We have studied densities of microscopic material defects in Josephson junctions of various shapes using superconducting Transmon qubits. We observed that in ~13 μm2 large Al/AlOx/Al Josephson junctions fabricated using shadow evaporation and thermal tunnel barrier growth, the total amount of detectable junction-defects does not significantly scale with the junction edge lengths which were varied by a factor of two, but with the junction area.

Thus, relevant defects seem to be evenly distributed all over the tunnel barrier of the Josephson contact, which supports the old-standing strategy to reduce the dielectric losses of a Josephson junction by minimizing its footprint. We note that the size of our data set acquired on large junctions does not allow us to predict the relative share of edge defects in submicron-sized junctions. This possibly could be investigated using the here-reported method applied to large-area and high aspect-ratio Josepshon junctions49 where the effect of junction edges is amplified like in small junctions, while the advantage of good defect statistics is preserved.

As an outlook, we emphasize that the here-presented technique to study junction-defects in large-area stray Josephson junctions is also suitable to study how the defect density and qubit coherence scale with the tunnel barrier thickness, which is another open question on the way to improved junctions.

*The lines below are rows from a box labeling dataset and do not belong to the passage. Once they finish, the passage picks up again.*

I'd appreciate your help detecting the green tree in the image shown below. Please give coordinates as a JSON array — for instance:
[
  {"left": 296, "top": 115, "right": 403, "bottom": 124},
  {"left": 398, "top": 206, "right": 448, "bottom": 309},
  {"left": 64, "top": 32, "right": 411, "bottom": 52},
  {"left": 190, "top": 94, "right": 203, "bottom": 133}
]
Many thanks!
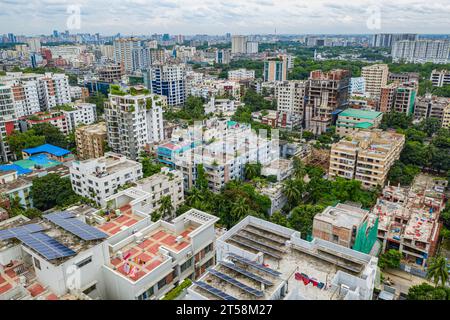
[{"left": 427, "top": 256, "right": 449, "bottom": 287}]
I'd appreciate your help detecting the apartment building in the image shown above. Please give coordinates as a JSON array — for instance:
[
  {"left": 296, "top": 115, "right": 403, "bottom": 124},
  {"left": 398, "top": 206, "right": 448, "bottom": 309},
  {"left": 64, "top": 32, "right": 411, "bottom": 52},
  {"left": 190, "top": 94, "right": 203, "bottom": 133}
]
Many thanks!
[
  {"left": 0, "top": 206, "right": 218, "bottom": 300},
  {"left": 149, "top": 64, "right": 187, "bottom": 107},
  {"left": 184, "top": 216, "right": 378, "bottom": 301},
  {"left": 70, "top": 152, "right": 143, "bottom": 206},
  {"left": 264, "top": 57, "right": 288, "bottom": 82},
  {"left": 391, "top": 39, "right": 450, "bottom": 63},
  {"left": 304, "top": 69, "right": 351, "bottom": 134},
  {"left": 97, "top": 64, "right": 125, "bottom": 83},
  {"left": 157, "top": 118, "right": 279, "bottom": 192},
  {"left": 329, "top": 130, "right": 405, "bottom": 188},
  {"left": 379, "top": 82, "right": 418, "bottom": 115},
  {"left": 361, "top": 64, "right": 389, "bottom": 97},
  {"left": 430, "top": 69, "right": 450, "bottom": 87},
  {"left": 105, "top": 86, "right": 165, "bottom": 159},
  {"left": 75, "top": 122, "right": 107, "bottom": 160},
  {"left": 275, "top": 80, "right": 308, "bottom": 120},
  {"left": 60, "top": 102, "right": 97, "bottom": 132},
  {"left": 336, "top": 109, "right": 383, "bottom": 137},
  {"left": 19, "top": 110, "right": 71, "bottom": 135},
  {"left": 414, "top": 94, "right": 450, "bottom": 124},
  {"left": 312, "top": 203, "right": 373, "bottom": 249},
  {"left": 228, "top": 69, "right": 255, "bottom": 82},
  {"left": 371, "top": 174, "right": 447, "bottom": 268},
  {"left": 442, "top": 105, "right": 450, "bottom": 128}
]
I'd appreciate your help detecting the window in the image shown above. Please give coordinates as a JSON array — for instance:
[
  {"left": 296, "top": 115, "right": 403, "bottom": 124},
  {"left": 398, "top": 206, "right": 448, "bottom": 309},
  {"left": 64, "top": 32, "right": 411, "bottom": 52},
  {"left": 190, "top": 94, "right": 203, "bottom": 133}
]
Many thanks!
[
  {"left": 76, "top": 257, "right": 92, "bottom": 269},
  {"left": 33, "top": 258, "right": 41, "bottom": 270}
]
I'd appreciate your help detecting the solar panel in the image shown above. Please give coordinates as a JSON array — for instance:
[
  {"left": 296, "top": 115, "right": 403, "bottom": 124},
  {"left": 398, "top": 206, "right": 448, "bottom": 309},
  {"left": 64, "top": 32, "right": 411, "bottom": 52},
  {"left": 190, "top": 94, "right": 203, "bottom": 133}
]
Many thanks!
[
  {"left": 242, "top": 229, "right": 286, "bottom": 245},
  {"left": 237, "top": 233, "right": 284, "bottom": 253},
  {"left": 208, "top": 269, "right": 264, "bottom": 298},
  {"left": 228, "top": 253, "right": 281, "bottom": 277},
  {"left": 17, "top": 232, "right": 76, "bottom": 260},
  {"left": 194, "top": 281, "right": 237, "bottom": 301},
  {"left": 0, "top": 224, "right": 44, "bottom": 240},
  {"left": 230, "top": 236, "right": 283, "bottom": 260},
  {"left": 220, "top": 261, "right": 273, "bottom": 286},
  {"left": 44, "top": 212, "right": 108, "bottom": 241}
]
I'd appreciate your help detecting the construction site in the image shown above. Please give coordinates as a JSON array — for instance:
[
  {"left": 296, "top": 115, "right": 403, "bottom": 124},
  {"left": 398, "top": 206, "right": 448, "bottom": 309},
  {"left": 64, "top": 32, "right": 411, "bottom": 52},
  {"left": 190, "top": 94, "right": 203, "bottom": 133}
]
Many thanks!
[
  {"left": 371, "top": 174, "right": 447, "bottom": 268},
  {"left": 185, "top": 216, "right": 377, "bottom": 300}
]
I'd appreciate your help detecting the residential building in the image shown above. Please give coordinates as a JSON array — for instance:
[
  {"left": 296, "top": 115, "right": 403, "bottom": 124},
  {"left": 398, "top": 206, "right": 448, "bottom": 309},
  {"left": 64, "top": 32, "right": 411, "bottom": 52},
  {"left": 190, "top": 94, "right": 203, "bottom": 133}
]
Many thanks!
[
  {"left": 70, "top": 152, "right": 143, "bottom": 206},
  {"left": 372, "top": 33, "right": 419, "bottom": 48},
  {"left": 430, "top": 69, "right": 450, "bottom": 87},
  {"left": 372, "top": 174, "right": 447, "bottom": 270},
  {"left": 348, "top": 77, "right": 366, "bottom": 96},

We further observe that AlOx tunnel barriers, which were thermally created A in-situ after deposition of the bottom junction electrode, and B after application of Argon-milling to the bottom electrode, show the same density of detectable defects. This indicates that relevant defects are formed due to structural disorder rather than contamination from the Argon plasma, like implanted Argon ions and re-deposited mask and substrate residuals. This confirms that shadow35,36,37,38 and cross junctions29,39 are equally suitable for high-coherence qubits39,50.

As a note, we observe that the density of surface-defects scales only with the open edge length of the large-area junction. This indicates that the interface of aluminum to the sapphire substrate does not notably contribute to the amount of detectable defects, which is in agreement with our previous studies25,26, and leaves room for speculations. For example, defects at the substrate–metal interface might be screened by the superconducting condensate9, while at the metal–air interface defects are separated from the metal by the native Al oxide.

Methods

Sample fabrication

The Transmon electrodes and the readout circuitry were patterned into a 100 nm thick Aluminum groundplane in an inductively coupled plasma device, using an S1805 optical resist mask. The small and the stray Josephson junctions were simultaneously deposited in a thermal evaporation PLASSYS device using a double-resist mask patterned by eBeam-lithography. The bottom junction electrode consisted 30 nm thick Al which was deposited at an angle of 50, and at a rate of 1 nm/s. For sample #1, the 100 nm thick Aluminum top electrode was deposited without breaking vacuum at the same rate but at zero tilt, after creation of the AlOx tunnel barrier (static oxidation, exposure of 1100 s  mBar). The junctions on sample #2 were made using the same design and type of resist mask, however the bottom electrode was exposed to air after deposition of the bottom electrode, so that an Argon milling step was required to clean off the oxide from the bottom electrode prior thermal growth of the tunnel barrier and the successive deposition of the top electrode. After lift-off of the junction layers, a further electron-beam lithography step was applied, and aluminum bandages were placed to selectively either contact or short the stray junction. See Supplementary Methods I for further details.

Supplementary methods and discussion

In Supplementary Methods II, the detection and counting method of defects is presented and additional raw data plots like in Fig. 2 are shown. Supplementary Discussion I and II contain additional analysis of defect densities in junctions and at other qubit interfaces.